Jason has these self-watering containers in the backyard where he plants tomato seedlings. The second planting season in Houston is mid-September so he cut down the old Cherokee Purple and the Sugar Lump plants that were dying away, but he saved the very tops of them that were new growth, growing out of the old. And he replanted them in the containers. Just to see what would happen.
Two weeks later they were vibrant with growth, especially one of them. The one in the blue container. I would watch it every day as the days turned more bearable and you could enjoy sitting outside again, a cool breeze occasionally interrupting the warmth. A few days later I noticed there were already yellow flowers throughout the tomato plant. This plant was unbelievable. Life was overtaking it and it was thriving. I told Jason about the flowers, but he had already seen them.

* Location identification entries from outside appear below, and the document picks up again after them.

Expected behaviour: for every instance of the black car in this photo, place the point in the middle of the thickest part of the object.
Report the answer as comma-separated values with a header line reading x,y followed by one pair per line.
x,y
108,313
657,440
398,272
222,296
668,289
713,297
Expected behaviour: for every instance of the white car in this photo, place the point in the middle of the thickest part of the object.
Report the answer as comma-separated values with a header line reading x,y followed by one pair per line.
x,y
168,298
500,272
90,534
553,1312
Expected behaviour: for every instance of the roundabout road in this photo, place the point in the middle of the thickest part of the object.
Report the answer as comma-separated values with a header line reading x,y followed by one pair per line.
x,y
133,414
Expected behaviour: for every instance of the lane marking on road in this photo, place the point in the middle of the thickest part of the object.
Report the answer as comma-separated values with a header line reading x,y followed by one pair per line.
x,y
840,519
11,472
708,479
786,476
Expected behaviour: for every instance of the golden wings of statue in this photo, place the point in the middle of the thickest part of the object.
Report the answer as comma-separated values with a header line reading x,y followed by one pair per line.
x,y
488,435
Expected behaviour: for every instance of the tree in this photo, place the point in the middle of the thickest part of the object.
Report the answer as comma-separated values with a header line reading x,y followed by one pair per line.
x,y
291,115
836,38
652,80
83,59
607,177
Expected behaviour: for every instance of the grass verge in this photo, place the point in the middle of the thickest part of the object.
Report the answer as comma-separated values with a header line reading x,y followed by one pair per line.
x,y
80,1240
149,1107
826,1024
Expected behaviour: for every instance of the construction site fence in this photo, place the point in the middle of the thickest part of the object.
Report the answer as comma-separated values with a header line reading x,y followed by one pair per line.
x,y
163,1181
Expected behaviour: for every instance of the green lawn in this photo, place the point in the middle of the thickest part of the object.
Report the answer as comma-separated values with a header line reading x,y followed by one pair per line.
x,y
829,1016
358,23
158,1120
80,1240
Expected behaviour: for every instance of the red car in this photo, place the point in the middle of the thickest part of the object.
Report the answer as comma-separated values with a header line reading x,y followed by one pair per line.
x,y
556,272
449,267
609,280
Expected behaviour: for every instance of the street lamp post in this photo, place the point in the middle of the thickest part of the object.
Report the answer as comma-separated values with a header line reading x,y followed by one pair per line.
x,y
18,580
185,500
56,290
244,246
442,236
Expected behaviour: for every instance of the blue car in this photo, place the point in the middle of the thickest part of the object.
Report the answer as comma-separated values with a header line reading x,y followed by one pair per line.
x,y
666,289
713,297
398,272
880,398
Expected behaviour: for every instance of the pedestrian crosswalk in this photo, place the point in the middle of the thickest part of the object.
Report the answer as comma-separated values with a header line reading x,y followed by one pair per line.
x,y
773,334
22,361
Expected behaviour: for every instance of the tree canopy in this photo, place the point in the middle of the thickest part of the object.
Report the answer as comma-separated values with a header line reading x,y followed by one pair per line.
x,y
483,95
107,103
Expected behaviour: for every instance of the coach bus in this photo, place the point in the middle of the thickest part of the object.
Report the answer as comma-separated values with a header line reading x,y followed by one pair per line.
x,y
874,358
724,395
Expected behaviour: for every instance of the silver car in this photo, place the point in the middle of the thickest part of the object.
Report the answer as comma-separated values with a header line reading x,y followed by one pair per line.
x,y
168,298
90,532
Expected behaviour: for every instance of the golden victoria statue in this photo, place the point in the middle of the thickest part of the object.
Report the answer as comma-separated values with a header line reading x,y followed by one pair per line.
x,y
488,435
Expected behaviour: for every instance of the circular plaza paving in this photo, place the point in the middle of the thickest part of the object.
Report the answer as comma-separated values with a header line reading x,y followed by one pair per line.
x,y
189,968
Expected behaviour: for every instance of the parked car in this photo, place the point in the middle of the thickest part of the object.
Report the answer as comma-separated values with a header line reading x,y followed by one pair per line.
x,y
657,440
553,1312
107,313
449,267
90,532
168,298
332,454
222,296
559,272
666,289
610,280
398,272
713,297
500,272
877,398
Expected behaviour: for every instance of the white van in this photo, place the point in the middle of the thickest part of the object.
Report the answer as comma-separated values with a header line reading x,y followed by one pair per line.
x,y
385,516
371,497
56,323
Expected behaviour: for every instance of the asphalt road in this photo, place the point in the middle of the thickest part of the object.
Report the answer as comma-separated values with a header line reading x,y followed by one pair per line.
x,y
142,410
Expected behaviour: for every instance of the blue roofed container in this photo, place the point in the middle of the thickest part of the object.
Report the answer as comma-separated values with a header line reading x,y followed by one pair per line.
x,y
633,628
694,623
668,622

“Wait. What are you doing?” I asked in horror. He was pinching the flowers off one by one. The flowers that would turn into fruit.
He smiled at me and said, “This plant’s not ready for fruit yet. If I don’t prune it, all the energy will go towards fruit and then the growth of the plant will become stunted. The energy needs to go to the roots. Let it build up the plant. Then it will be ready after a while to produce fruit. A lot of fruit.”

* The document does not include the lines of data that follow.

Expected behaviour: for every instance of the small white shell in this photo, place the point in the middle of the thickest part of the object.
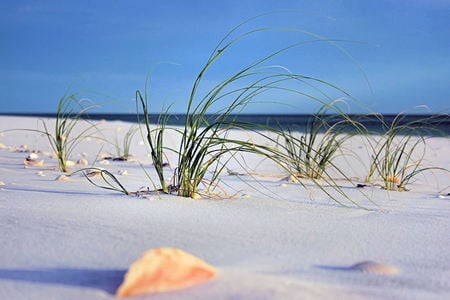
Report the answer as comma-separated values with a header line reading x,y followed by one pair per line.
x,y
123,172
33,156
70,163
62,177
32,162
375,268
83,162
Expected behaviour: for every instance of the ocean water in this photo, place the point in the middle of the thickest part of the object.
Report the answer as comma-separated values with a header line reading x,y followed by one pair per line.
x,y
436,125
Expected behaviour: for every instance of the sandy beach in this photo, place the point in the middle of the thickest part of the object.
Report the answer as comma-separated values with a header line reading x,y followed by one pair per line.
x,y
269,238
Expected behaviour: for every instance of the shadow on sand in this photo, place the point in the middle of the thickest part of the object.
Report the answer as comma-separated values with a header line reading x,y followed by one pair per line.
x,y
103,279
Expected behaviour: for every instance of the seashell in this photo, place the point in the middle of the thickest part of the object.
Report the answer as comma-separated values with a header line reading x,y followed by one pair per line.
x,y
70,163
22,148
32,162
375,268
93,173
393,178
33,156
162,270
83,162
123,172
62,177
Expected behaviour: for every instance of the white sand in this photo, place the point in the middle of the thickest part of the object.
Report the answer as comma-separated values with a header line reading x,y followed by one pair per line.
x,y
72,240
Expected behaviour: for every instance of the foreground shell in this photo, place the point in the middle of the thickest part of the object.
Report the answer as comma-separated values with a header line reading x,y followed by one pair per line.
x,y
162,270
375,268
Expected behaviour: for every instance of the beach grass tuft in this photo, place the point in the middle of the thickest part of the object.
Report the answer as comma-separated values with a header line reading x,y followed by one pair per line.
x,y
397,157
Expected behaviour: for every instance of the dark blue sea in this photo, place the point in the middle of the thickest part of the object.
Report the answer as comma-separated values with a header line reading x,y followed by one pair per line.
x,y
436,125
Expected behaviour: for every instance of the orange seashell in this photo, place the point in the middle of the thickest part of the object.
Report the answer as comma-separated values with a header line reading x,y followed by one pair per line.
x,y
162,270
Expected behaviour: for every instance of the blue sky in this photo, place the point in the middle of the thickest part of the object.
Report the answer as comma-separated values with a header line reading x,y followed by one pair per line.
x,y
399,51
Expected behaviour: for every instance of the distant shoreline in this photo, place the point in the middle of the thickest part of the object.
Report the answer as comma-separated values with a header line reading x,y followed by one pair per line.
x,y
296,121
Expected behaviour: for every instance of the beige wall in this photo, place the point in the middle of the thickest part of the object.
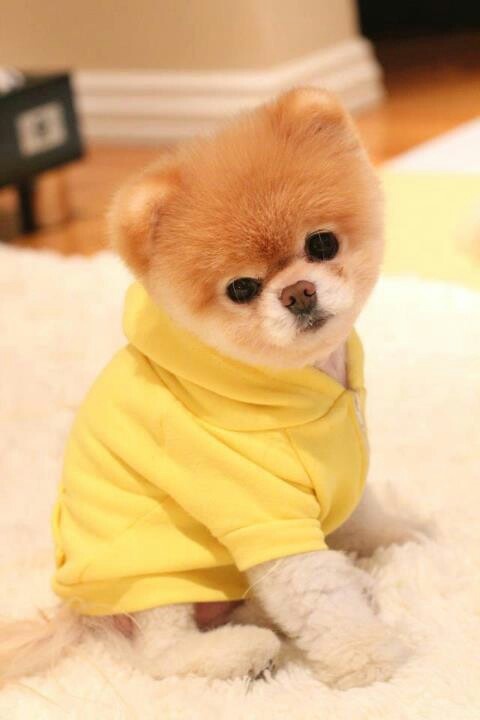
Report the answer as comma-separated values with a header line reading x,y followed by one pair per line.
x,y
168,34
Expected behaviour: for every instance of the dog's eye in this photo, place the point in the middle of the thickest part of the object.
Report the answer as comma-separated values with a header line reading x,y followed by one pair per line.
x,y
243,290
321,245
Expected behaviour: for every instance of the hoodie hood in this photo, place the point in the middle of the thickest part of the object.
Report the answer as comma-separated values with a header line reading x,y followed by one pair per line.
x,y
223,391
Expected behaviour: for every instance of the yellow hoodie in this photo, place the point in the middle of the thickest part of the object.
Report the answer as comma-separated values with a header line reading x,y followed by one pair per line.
x,y
185,468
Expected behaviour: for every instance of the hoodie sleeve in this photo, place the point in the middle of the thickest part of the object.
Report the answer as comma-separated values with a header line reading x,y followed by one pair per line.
x,y
242,497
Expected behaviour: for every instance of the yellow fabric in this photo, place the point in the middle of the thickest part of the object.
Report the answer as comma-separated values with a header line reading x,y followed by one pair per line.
x,y
425,213
184,468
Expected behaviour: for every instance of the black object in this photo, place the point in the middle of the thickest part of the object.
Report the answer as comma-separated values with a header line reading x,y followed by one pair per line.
x,y
381,19
38,131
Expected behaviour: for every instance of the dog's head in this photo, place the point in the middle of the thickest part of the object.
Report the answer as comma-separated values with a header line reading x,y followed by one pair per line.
x,y
265,240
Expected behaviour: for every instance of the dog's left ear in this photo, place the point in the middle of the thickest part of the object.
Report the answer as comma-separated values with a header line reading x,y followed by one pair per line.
x,y
303,113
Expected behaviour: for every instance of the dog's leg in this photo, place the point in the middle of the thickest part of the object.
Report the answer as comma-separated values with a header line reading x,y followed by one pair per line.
x,y
320,600
370,526
168,642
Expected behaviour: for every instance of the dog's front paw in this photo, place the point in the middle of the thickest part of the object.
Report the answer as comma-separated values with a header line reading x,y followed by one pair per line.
x,y
366,655
228,652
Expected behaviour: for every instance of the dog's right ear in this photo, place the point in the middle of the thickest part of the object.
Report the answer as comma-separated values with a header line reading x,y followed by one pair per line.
x,y
136,213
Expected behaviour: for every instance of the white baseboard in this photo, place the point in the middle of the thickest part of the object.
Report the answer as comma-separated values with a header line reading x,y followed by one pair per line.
x,y
152,107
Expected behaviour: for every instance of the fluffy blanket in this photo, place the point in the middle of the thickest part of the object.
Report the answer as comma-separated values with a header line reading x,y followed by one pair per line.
x,y
60,322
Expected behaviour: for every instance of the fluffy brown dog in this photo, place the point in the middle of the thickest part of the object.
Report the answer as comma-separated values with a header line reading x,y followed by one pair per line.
x,y
262,242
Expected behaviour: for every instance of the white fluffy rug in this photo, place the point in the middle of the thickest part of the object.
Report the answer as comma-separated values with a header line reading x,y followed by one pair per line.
x,y
60,322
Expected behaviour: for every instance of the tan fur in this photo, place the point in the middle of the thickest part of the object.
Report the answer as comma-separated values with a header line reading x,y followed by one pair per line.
x,y
29,646
240,204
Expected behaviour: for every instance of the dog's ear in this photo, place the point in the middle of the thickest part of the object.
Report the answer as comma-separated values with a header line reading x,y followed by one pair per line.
x,y
305,112
136,213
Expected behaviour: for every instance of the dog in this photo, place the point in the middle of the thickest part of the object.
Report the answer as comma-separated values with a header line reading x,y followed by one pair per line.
x,y
216,469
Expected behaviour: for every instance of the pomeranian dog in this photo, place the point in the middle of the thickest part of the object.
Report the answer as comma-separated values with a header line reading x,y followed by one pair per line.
x,y
215,474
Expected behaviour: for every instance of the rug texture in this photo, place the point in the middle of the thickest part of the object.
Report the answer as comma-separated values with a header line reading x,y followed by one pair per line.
x,y
60,322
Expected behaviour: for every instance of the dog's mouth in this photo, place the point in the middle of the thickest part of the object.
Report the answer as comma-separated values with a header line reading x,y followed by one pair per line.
x,y
312,321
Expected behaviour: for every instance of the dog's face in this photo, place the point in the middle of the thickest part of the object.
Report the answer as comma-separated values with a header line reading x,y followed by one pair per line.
x,y
264,241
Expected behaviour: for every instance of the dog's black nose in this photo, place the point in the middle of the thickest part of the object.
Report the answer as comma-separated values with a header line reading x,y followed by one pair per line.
x,y
300,298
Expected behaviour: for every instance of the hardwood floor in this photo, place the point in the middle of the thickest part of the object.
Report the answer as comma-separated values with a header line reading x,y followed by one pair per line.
x,y
433,84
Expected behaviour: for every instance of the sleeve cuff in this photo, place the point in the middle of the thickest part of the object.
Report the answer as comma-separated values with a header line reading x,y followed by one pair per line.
x,y
259,543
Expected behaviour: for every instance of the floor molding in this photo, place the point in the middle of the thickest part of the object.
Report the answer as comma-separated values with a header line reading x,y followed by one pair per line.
x,y
150,107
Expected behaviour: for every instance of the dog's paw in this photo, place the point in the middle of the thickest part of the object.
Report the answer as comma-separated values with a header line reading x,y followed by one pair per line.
x,y
228,652
369,654
253,652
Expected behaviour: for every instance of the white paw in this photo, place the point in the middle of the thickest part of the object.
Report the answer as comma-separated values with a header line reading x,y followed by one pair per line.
x,y
253,651
230,651
369,654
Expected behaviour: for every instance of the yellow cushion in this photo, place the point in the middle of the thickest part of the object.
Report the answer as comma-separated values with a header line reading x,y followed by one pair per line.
x,y
425,214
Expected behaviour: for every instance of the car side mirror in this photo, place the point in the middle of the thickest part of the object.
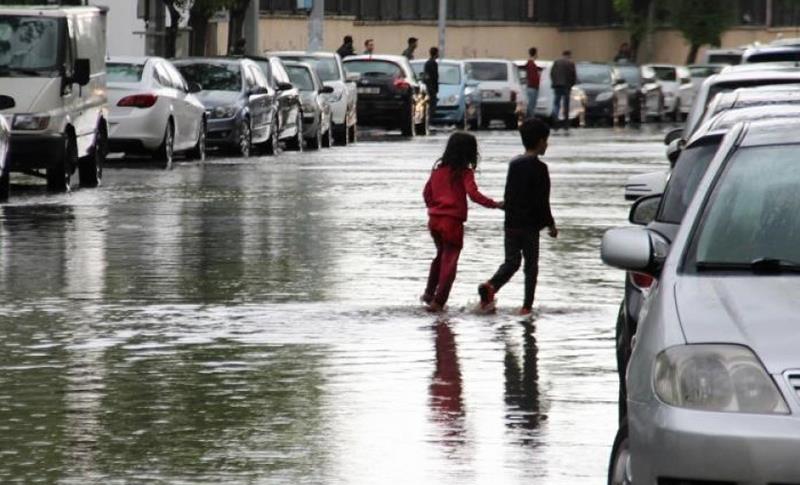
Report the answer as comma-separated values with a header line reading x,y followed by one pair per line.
x,y
7,102
673,135
634,249
82,73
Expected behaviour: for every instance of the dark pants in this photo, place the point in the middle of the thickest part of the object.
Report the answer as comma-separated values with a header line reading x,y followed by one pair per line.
x,y
520,244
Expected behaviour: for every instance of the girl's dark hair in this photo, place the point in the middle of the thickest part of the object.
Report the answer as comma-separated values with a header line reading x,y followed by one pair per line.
x,y
461,152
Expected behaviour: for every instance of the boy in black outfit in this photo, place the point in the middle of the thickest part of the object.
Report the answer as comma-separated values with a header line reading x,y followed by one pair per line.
x,y
527,206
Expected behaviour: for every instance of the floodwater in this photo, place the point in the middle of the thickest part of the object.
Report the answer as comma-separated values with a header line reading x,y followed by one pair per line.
x,y
257,322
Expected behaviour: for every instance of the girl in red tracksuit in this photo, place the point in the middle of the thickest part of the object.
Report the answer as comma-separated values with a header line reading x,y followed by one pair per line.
x,y
451,180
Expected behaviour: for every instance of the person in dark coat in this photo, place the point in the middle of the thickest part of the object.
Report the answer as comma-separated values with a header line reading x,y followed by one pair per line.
x,y
346,48
432,81
562,77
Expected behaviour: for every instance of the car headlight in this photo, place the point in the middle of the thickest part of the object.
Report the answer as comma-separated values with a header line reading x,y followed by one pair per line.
x,y
221,112
723,378
30,122
605,96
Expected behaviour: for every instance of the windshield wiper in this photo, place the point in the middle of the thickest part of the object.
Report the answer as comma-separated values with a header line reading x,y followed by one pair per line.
x,y
757,266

My frown slowly turned upward as the truth of the farmer’s words hit me. Pruning to be more fruitful. Where had I heard that before?
I remember having a phone conversation with my dear friend Ruth several years ago. I was in the kitchen on my cell phone amid dirty sippy cups and sticky countertops, stealing a bit of time away during a baby’s nap. And I was relaying to her my earnest desire to serve the Lord in ministry. How it seemed like all of my Bible college friends were just passing us by and doing incredible things for God. And here I was, a Carpenter’s wife having a kid every two years. Not that I discounted the ministry of motherhood. I just sensed there was more that I was made for. This calling of a life of being poured out doing something big.
“Maybe you’re not ready yet,” Ruth said to me.
I had opened my mouth, but couldn’t say anything to that. I had sometimes feared that I had missed God’s call upon my life. But the thought of not being ready for the call was something entirely different than missing it all together. I thought I was ready. Why wouldn’t I be? I’ve been to Bible school, grew up on the mission field, loved Jesus for as long as I can remember. Not ready yet? But then did I really have the right to determine my own readiness?
A month later I look at that same, pruned Sugar Lump tomato plant in the blue container. And it towers over the other plants in the Autumn garden. And it is heavy as can be with abundant fruit.